The consequences of war are dire, the sacrifices immeasurable. We may have occasion in our lifetime to once again rise up in defense of our freedom, and pay the wages of war. But we ought not travel down that hellish path blindly. Nor should we allow those who would march off and pay the ultimate sacrifice, who would prove the full measure of devotion with their blood, to make such an awful sacrifice in vain.

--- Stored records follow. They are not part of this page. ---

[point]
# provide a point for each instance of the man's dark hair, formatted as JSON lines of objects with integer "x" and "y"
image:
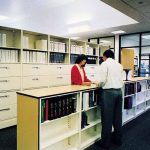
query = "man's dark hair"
{"x": 109, "y": 54}
{"x": 81, "y": 58}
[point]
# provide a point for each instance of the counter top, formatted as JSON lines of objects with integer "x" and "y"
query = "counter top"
{"x": 45, "y": 92}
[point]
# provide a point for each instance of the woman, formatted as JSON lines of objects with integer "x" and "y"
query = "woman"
{"x": 78, "y": 76}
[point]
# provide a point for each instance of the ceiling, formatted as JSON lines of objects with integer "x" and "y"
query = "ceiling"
{"x": 83, "y": 18}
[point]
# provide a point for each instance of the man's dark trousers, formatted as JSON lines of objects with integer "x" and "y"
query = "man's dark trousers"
{"x": 111, "y": 115}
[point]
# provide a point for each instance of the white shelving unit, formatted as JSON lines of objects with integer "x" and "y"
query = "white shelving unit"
{"x": 27, "y": 62}
{"x": 62, "y": 128}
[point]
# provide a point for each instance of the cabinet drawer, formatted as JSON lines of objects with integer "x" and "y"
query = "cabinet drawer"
{"x": 8, "y": 112}
{"x": 60, "y": 80}
{"x": 9, "y": 70}
{"x": 8, "y": 98}
{"x": 91, "y": 69}
{"x": 29, "y": 69}
{"x": 35, "y": 81}
{"x": 10, "y": 83}
{"x": 59, "y": 69}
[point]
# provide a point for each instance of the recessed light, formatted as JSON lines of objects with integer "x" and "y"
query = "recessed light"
{"x": 79, "y": 29}
{"x": 3, "y": 17}
{"x": 118, "y": 32}
{"x": 146, "y": 37}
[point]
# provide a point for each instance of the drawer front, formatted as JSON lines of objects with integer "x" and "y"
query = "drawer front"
{"x": 8, "y": 112}
{"x": 10, "y": 83}
{"x": 35, "y": 81}
{"x": 59, "y": 69}
{"x": 29, "y": 69}
{"x": 93, "y": 77}
{"x": 60, "y": 80}
{"x": 91, "y": 69}
{"x": 8, "y": 98}
{"x": 9, "y": 70}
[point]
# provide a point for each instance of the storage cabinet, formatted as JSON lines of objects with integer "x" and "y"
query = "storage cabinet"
{"x": 56, "y": 113}
{"x": 136, "y": 98}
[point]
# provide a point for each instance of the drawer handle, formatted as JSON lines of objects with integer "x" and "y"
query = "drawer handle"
{"x": 35, "y": 79}
{"x": 6, "y": 109}
{"x": 4, "y": 81}
{"x": 35, "y": 67}
{"x": 4, "y": 67}
{"x": 4, "y": 96}
{"x": 59, "y": 77}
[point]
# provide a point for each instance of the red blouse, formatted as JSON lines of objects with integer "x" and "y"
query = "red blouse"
{"x": 76, "y": 76}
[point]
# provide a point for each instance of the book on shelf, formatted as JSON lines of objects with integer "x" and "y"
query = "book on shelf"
{"x": 84, "y": 120}
{"x": 2, "y": 40}
{"x": 41, "y": 44}
{"x": 25, "y": 42}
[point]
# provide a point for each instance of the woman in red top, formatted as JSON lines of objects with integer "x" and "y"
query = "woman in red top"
{"x": 78, "y": 75}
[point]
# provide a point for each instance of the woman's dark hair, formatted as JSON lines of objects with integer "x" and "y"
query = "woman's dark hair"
{"x": 109, "y": 54}
{"x": 81, "y": 58}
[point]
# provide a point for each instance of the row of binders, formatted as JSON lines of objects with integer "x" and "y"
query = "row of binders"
{"x": 9, "y": 56}
{"x": 2, "y": 40}
{"x": 76, "y": 49}
{"x": 130, "y": 88}
{"x": 91, "y": 51}
{"x": 57, "y": 107}
{"x": 34, "y": 57}
{"x": 57, "y": 58}
{"x": 58, "y": 47}
{"x": 91, "y": 60}
{"x": 38, "y": 44}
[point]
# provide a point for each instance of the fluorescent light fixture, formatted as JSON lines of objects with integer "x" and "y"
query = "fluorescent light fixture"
{"x": 75, "y": 37}
{"x": 105, "y": 41}
{"x": 79, "y": 19}
{"x": 146, "y": 37}
{"x": 79, "y": 29}
{"x": 3, "y": 17}
{"x": 118, "y": 32}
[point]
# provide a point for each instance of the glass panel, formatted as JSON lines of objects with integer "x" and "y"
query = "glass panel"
{"x": 107, "y": 41}
{"x": 130, "y": 40}
{"x": 144, "y": 67}
{"x": 145, "y": 39}
{"x": 145, "y": 50}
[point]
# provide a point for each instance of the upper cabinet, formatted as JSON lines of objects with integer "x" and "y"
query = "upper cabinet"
{"x": 10, "y": 45}
{"x": 92, "y": 52}
{"x": 58, "y": 50}
{"x": 76, "y": 48}
{"x": 35, "y": 47}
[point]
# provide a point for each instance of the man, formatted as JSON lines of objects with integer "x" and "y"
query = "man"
{"x": 111, "y": 99}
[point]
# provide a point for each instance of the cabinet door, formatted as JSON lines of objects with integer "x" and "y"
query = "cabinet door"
{"x": 59, "y": 80}
{"x": 10, "y": 83}
{"x": 9, "y": 70}
{"x": 29, "y": 69}
{"x": 35, "y": 81}
{"x": 7, "y": 98}
{"x": 59, "y": 69}
{"x": 8, "y": 112}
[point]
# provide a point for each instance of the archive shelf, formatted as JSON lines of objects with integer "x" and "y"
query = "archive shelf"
{"x": 59, "y": 50}
{"x": 76, "y": 48}
{"x": 139, "y": 95}
{"x": 55, "y": 130}
{"x": 90, "y": 136}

(Emphasis supplied.) The Libya action is not yet a "war," in the Iraq Debacle sense. It is not even a war in the Kosovo sense, though it could very well become one. I do not see the American interest in Libya. In that sense, I agree with Andrew Sullivan. But his thinking and writing on the matter (and most matters) is so mindless, so reflexively Beltway stupid, so lacking in nuance, so lacking in understanding, that it can only be charitably called "kneejerk." By contrast, General Wesley Clark (whose thoughtfulness Sullivan has naturally abhorred for years), explained why intervention in Libya is not merited:
[W]hat is the wisest course of action in Libya? To me, it seems we have no clear basis for action. Whatever resources we dedicate for a no-fly zone would probably be too little, too late. We would once again be committing our military to force regime change in a Muslim land, even though we can't quite bring ourselves to say it. So let's recognize that the basic requirements for successful intervention simply don't exist, at least not yet: We don't have a clearly stated objective, legal authority, committed international support or adequate on-the-scene military capabilities, and Libya's politics hardly foreshadow a clear outcome.
We should have learned these lessons from our long history of intervention. We don't need Libya to offer us a refresher course in past mistakes.
The Libya action is not right or wrong because of who opposes or supports it. I think President Obama, with the apparent advocacy of the action by his Secretary of State, made the wrong decision. But not because Obama "opposed all wars." But for the reasons laid out by General Clark.
Sullivan has found a reason and a way to oppose the Libya action that does not require thought - it is a "Clinton" war. Typical from the "Fifth Columnist."